Rep. Vargas said he would continue to push for comprehensive immigration reform in Congress, which he considers crucial to the nation's long-term prosperity.

“It’s a blessing to get people that are young and want to work,” he said. “I mean, our labor participation rate in this country has dropped dramatically. Unless we have more children or unless more immigrants come here, our economy in the long term is going to suffer dramatically.”

Volunteers at the migrant welcome center prepare 600 meals each day. For some migrants, this is the only hot meal they have had since being in Customs and Border Protection custody.
Gustavo Solis
Volunteers at the migrant welcome center, pictured here on Nov. 10, 2023, prepare 600 meals each day. For some migrants, this is the only hot meal they have had since being in Customs and Border Protection custody.

Rep. Vargas said he was not optimistic for the prospects of comprehensive immigration reform. “I have all the confidence that nothing is going to happen, sadly,” he said.

At the welcome center, there is some minor confusion about the specific cost breakdown of the $3 million, which was supposed to last for three months.

A San Diego County spokesperson told The San Diego Union-Tribune that most of the funds are being spent on transportation costs.
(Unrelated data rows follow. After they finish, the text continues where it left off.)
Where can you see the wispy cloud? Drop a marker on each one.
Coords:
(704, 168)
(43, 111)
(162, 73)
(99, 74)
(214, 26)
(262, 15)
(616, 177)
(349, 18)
However, SBCS staff told KPBS that approximately 15% of the money is being spent on transportation.

Other expenses include staffing, insurance, supplies, food, temporary housing, and funding for partner organizations such as Casa Familiar and Logan Heights CDC.

“There’s a lot that goes into the operations of a site this large,” said Mauricio Torre, of SBCS.

Supervisor Vargas said she was confident that SBCS could continue to run the program.

“They’ve gone above and beyond to be our partners,” she said. ”I think this should be the model for the United States.”